GAGS: parallelized genetic algorithm-based grid search for SVM + model optimization
摘要
Support Vector Machines (SVM) have been widely used in supervised learning due to their strong generalization capabilities. SVM + extends this framework under the Learning Using Privileged Information (LUPI) paradigm, incorporating additional training-stage information unavailable during inference. However, SVM + involves the tuning of four hyperparameters, doubling the dimensionality of the optimization problem compared to standard SVM, and thereby increasing computational cost substantially. To address this challenge, this work introduces GAGS (Genetic Algorithm-Based Grid Search), a methodological hybridization framework tailored for SVM + model selection that integrates grid-based structured search, adaptive precision through logarithmic mapping, and advanced parallelization strategies. The term 'Grid Search' in GAGS refers to the grid-based structural partitioning used for initial exploration and parallel computation, and not to a traditional exhaustive search.
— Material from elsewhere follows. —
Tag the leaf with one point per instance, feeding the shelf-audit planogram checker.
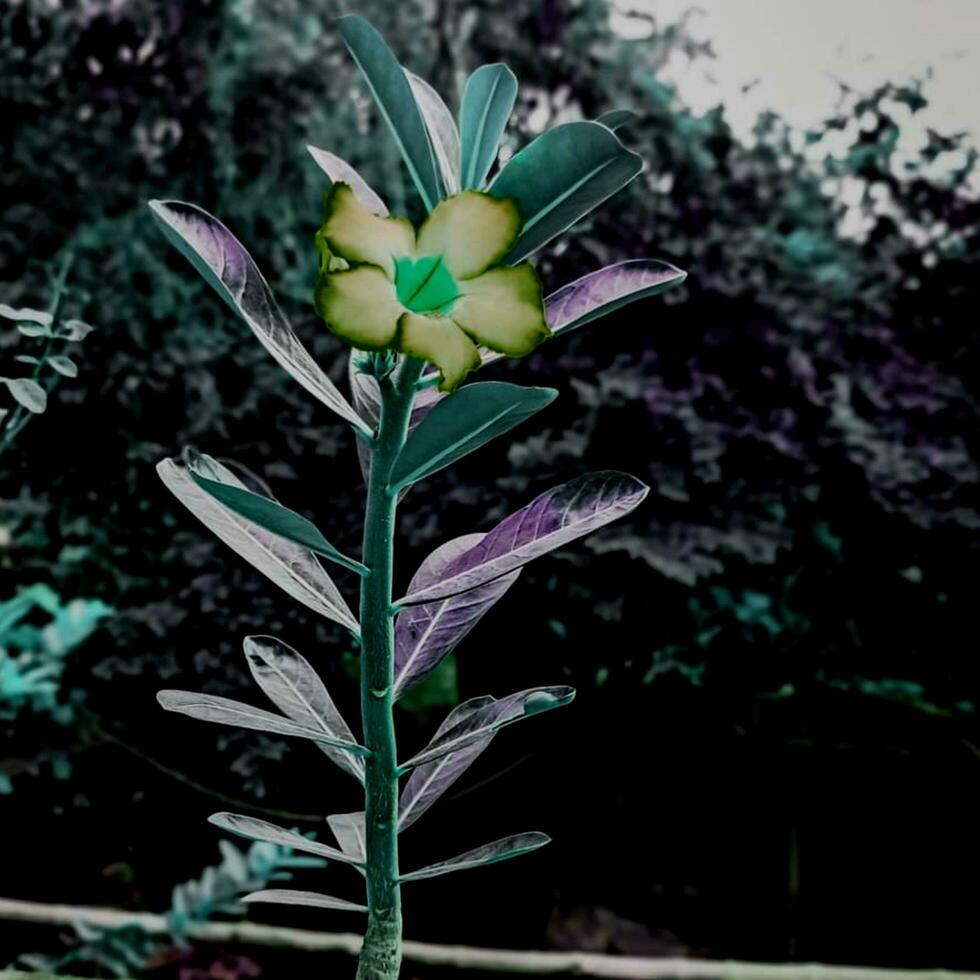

By distributing computations across independent processing units, GAGS enables structured exploration of the hyperparameter space and reduces the likelihood of premature convergence and local optima entrapment, while substantially reducing execution time under the evaluated settings. The proposed GAGS-SVM + framework is evaluated on a binary classification task using the MNIST and CWRU datasets under a rigorous protocol of 20 independent runs. Experimental results show that the GAGS methodology achieves statistically higher mean accuracy than the tested baselines under a fixed evaluation budget, reducing error rates in the vision domain test (MNIST) to below 4.5% and consistently matching or surpassing the metaheuristic baselines on both datasets under an equal evaluation budget and identical data splits across methods. The performance gains are further reflected in reduced test errors under data scarcity scenarios within the evaluated datasets. Furthermore, the parallel implementation of GAGS achieves up to ≈4 × speed-up under the reported hardware configuration, supporting its scalability within the evaluated computational regime and its suitability for resource-intensive kernel-based optimization tasks characterized by high-cost QP solves.